York Revolution forfeits Pride Night game after players reject rainbow jerseys
York’s independent league club forfeited its Pride Night game after several players refused rainbow jerseys, then kept the celebration on as a free event.

The York Revolution forfeited its Pride Night game after several players refused to wear rainbow-sleeved jerseys, turning a scheduled matchup into a dispute over who controls the uniform, the field and the message. The Atlantic League club said the June 18 game against the Southern Maryland Blue Crabs at WellSpan Park in York, Pennsylvania, would not be played.
In a statement posted Wednesday night at 11:18 p.m., the Revolution said it made the decision “with great disappointment” and said “several of our players have refused to wear the scheduled Pride Night jersey.” The club said it chose not to force players into jerseys they were uncomfortable wearing, even as it described the refusal as “completely inconsistent” with its vision as “the Most Welcoming Place in York.”

The team said Pride Night would still go on as a free admission event from 5:30 p.m. to 9:00 p.m. at WellSpan Park, with community activities, music, batting practice on the field and limited concessions open. Tickets for the canceled game were to be treated as a rainout and could be redeemed for any future 2026 regular-season home game. The Revolution also said it would donate $10,000 to the Rainbow Rose Center and that its 2026 Pride Night jersey auction, presented by JLS Automation and benefiting the center, would remain part of the event.

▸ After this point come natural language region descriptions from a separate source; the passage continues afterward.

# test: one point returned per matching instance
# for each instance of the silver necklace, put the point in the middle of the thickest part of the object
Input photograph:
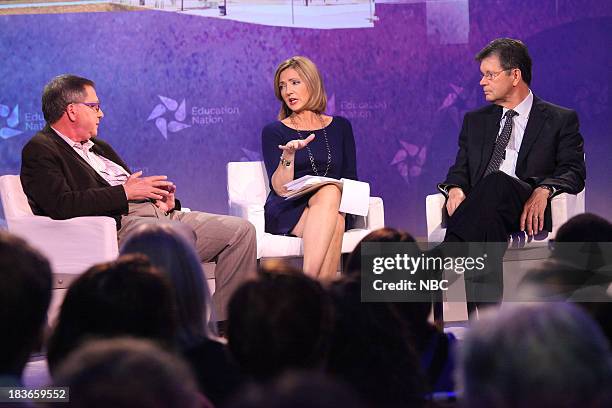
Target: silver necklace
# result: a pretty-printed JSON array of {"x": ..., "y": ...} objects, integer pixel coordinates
[{"x": 310, "y": 155}]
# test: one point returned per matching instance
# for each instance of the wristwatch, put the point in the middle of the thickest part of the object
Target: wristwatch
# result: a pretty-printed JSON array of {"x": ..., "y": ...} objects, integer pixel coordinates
[
  {"x": 550, "y": 189},
  {"x": 285, "y": 162}
]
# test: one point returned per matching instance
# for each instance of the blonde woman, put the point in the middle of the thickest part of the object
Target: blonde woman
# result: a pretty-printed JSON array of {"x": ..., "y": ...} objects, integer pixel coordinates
[{"x": 304, "y": 141}]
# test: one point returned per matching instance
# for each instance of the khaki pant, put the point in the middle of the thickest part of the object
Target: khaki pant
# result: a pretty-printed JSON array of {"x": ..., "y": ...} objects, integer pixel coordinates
[{"x": 228, "y": 241}]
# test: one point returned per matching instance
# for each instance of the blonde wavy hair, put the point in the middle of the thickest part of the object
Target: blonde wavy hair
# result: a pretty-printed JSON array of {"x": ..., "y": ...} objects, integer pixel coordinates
[{"x": 312, "y": 78}]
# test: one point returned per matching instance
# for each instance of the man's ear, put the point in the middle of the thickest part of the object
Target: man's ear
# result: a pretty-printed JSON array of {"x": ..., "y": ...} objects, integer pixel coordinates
[
  {"x": 517, "y": 76},
  {"x": 71, "y": 112}
]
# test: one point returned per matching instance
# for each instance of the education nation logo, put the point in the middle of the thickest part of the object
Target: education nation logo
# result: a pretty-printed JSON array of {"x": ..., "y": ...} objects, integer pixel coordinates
[
  {"x": 169, "y": 116},
  {"x": 9, "y": 120}
]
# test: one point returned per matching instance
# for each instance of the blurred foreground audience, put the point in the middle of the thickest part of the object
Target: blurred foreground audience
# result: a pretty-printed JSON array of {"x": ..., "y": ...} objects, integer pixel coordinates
[
  {"x": 579, "y": 270},
  {"x": 279, "y": 321},
  {"x": 127, "y": 373},
  {"x": 169, "y": 249},
  {"x": 299, "y": 390},
  {"x": 435, "y": 349},
  {"x": 127, "y": 297},
  {"x": 25, "y": 293},
  {"x": 538, "y": 355}
]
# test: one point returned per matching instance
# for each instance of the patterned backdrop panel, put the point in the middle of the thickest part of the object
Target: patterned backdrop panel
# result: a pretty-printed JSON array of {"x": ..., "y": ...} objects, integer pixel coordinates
[{"x": 183, "y": 95}]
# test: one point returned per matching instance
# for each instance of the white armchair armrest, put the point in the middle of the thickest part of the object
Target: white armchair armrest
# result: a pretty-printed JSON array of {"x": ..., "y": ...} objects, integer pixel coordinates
[
  {"x": 563, "y": 207},
  {"x": 70, "y": 245},
  {"x": 254, "y": 213}
]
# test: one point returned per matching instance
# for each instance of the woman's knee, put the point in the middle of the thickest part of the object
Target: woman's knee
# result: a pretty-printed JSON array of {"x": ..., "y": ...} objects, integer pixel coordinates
[
  {"x": 328, "y": 196},
  {"x": 340, "y": 224}
]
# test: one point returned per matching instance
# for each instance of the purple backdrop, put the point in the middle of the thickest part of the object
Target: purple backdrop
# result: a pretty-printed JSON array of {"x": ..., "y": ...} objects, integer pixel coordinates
[{"x": 404, "y": 85}]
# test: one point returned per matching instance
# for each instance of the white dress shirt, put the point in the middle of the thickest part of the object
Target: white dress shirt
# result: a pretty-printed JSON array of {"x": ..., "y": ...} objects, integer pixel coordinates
[{"x": 110, "y": 171}]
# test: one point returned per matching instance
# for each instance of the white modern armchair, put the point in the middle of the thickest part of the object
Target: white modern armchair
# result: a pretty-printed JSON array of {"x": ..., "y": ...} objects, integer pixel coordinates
[
  {"x": 247, "y": 189},
  {"x": 563, "y": 207},
  {"x": 71, "y": 245},
  {"x": 522, "y": 254}
]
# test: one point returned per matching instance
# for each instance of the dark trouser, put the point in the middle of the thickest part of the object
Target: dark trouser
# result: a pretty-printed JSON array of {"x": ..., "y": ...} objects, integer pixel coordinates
[{"x": 490, "y": 212}]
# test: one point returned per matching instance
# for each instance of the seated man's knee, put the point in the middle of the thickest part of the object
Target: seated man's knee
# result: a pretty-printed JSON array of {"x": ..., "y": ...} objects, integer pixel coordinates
[
  {"x": 340, "y": 224},
  {"x": 247, "y": 229}
]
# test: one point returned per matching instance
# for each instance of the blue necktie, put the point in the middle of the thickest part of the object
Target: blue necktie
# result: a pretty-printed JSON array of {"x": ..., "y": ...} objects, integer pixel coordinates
[{"x": 500, "y": 145}]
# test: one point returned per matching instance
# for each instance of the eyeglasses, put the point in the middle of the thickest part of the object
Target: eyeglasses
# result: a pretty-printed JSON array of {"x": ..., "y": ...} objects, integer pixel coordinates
[
  {"x": 93, "y": 105},
  {"x": 492, "y": 75}
]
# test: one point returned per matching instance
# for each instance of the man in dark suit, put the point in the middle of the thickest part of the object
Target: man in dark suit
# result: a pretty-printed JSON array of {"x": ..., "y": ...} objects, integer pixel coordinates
[
  {"x": 66, "y": 172},
  {"x": 514, "y": 156}
]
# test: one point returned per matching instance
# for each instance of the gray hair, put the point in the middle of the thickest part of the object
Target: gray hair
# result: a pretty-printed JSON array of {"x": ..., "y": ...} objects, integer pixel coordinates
[{"x": 60, "y": 92}]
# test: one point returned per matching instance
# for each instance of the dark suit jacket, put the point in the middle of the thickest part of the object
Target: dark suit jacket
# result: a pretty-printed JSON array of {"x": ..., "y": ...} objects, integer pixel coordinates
[
  {"x": 551, "y": 153},
  {"x": 61, "y": 185}
]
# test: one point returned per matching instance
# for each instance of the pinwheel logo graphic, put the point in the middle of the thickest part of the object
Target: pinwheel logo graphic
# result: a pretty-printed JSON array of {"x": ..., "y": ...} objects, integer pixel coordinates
[
  {"x": 176, "y": 112},
  {"x": 8, "y": 129}
]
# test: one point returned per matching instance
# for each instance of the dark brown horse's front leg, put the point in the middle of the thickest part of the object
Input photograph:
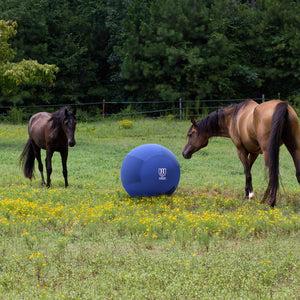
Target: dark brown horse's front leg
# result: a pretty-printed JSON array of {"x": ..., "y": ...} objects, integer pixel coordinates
[
  {"x": 64, "y": 157},
  {"x": 49, "y": 154},
  {"x": 247, "y": 164}
]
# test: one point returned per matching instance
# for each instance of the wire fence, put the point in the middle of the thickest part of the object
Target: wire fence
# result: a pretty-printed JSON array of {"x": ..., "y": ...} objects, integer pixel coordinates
[{"x": 179, "y": 109}]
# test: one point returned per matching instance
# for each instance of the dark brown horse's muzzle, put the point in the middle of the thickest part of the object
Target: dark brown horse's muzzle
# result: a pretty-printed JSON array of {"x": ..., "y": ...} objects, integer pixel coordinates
[
  {"x": 72, "y": 143},
  {"x": 186, "y": 155}
]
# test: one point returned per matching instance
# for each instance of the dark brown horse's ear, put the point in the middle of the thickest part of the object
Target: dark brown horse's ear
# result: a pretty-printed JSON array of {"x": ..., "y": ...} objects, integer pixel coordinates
[{"x": 193, "y": 121}]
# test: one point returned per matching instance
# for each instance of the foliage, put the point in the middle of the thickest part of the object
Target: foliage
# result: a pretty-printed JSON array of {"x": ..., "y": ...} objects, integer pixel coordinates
[
  {"x": 93, "y": 241},
  {"x": 13, "y": 74},
  {"x": 158, "y": 50}
]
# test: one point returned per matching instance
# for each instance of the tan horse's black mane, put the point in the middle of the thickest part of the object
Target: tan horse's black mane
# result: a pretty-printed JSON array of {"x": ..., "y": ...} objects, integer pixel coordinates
[
  {"x": 58, "y": 117},
  {"x": 214, "y": 122}
]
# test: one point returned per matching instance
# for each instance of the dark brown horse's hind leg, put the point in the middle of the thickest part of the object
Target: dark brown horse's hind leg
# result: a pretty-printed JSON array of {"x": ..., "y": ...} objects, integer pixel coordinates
[
  {"x": 64, "y": 156},
  {"x": 49, "y": 155},
  {"x": 37, "y": 152}
]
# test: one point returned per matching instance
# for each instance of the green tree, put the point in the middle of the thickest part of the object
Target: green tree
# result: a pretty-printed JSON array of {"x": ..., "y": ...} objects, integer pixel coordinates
[{"x": 13, "y": 74}]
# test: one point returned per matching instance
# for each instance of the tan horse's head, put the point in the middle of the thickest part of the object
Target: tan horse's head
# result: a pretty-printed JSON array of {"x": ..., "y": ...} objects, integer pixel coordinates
[{"x": 195, "y": 140}]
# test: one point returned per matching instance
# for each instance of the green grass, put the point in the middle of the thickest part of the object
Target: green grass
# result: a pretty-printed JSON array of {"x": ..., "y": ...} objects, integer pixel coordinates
[{"x": 92, "y": 241}]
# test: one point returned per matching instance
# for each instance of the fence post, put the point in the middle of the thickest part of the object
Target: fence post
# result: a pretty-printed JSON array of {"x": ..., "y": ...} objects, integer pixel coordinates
[
  {"x": 180, "y": 109},
  {"x": 103, "y": 108}
]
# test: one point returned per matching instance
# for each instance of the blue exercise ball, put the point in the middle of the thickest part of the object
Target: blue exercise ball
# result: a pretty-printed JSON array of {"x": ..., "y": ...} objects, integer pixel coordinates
[{"x": 150, "y": 170}]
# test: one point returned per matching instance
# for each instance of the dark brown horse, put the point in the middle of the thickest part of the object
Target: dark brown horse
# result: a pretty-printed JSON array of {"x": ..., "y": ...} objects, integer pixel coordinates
[
  {"x": 51, "y": 132},
  {"x": 254, "y": 129}
]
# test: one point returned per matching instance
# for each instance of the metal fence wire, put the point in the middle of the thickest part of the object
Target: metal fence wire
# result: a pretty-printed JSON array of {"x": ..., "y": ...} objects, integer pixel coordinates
[{"x": 180, "y": 109}]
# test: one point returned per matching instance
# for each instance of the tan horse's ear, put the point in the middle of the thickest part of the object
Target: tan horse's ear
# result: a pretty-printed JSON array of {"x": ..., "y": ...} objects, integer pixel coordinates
[{"x": 193, "y": 121}]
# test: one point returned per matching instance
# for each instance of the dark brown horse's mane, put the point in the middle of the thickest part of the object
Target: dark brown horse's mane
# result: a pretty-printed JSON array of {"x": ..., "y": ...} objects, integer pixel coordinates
[
  {"x": 214, "y": 122},
  {"x": 58, "y": 117}
]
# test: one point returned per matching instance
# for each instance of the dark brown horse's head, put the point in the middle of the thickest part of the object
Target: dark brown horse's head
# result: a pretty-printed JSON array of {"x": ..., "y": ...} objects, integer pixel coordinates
[
  {"x": 69, "y": 125},
  {"x": 197, "y": 139}
]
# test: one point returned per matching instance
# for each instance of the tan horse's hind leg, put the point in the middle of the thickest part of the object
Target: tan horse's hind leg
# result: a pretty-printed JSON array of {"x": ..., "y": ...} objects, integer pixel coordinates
[{"x": 291, "y": 139}]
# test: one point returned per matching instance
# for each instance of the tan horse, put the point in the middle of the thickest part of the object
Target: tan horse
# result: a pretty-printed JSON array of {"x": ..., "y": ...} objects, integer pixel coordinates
[
  {"x": 52, "y": 132},
  {"x": 254, "y": 129}
]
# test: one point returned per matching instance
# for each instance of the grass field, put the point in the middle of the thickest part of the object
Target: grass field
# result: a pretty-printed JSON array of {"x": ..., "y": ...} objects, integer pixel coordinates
[{"x": 92, "y": 241}]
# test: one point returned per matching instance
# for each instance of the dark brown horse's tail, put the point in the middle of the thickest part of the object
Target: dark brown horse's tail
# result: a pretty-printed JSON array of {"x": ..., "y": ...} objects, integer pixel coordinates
[
  {"x": 27, "y": 160},
  {"x": 279, "y": 121}
]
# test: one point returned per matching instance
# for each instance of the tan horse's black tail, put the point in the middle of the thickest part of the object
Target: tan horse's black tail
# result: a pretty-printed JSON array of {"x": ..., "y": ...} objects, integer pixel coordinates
[
  {"x": 279, "y": 121},
  {"x": 27, "y": 160}
]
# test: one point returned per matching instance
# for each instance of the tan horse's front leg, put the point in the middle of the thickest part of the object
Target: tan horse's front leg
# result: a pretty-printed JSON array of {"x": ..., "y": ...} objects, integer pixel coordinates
[{"x": 247, "y": 164}]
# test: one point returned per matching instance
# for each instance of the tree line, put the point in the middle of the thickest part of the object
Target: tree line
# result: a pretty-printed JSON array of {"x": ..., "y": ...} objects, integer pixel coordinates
[{"x": 144, "y": 50}]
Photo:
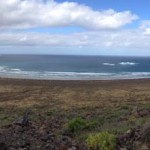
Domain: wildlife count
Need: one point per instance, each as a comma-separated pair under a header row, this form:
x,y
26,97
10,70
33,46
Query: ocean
x,y
61,67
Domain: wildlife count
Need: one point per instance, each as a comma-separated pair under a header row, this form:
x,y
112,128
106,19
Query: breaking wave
x,y
108,64
127,63
18,73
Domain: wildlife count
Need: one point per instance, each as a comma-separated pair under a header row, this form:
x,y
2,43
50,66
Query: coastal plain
x,y
50,106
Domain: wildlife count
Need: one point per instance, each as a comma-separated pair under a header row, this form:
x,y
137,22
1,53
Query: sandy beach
x,y
51,104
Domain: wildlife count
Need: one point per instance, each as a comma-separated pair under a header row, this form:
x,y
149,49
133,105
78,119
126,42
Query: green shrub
x,y
101,141
76,124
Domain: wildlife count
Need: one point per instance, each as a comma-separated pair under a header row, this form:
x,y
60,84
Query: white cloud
x,y
36,13
120,39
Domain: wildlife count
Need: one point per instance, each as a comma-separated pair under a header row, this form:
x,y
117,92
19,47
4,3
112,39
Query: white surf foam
x,y
108,64
127,63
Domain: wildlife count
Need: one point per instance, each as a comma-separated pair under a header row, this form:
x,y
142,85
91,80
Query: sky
x,y
75,27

The Rainbow Rose Center said it had been informed of the team’s decision and called the situation difficult for LGBTQIA+ community members, supporters and the organization. It said Pride in the Park had represented far more than a baseball game for more than a decade, bringing together thousands of people across the region and raising funds for work serving LGBTQIA+ youth, adults, families and allies in York County.
The episode also put a spotlight on the limits of public-facing inclusion campaigns when the people wearing the uniforms do not buy in. The Revolution and the Blue Crabs play in the Atlantic League of Professional Baseball, an independent partner league not affiliated with MLB clubs, but the event still depended on sponsor-backed branding and a shared expectation that Pride Night would be visible on the field. Instead, the club chose forfeiture over coercion, then tried to keep the community event intact.
The controversy landed less than a week after four San Francisco Giants players drew attention during an MLB Pride Night by writing Bible references on their hats, a separate protest that prompted Major League Baseball to warn players not to deface uniforms. In York, the immediate result was simpler and starker: no game, a $10,000 donation and a Pride celebration that survived only after the baseball was pulled off the schedule.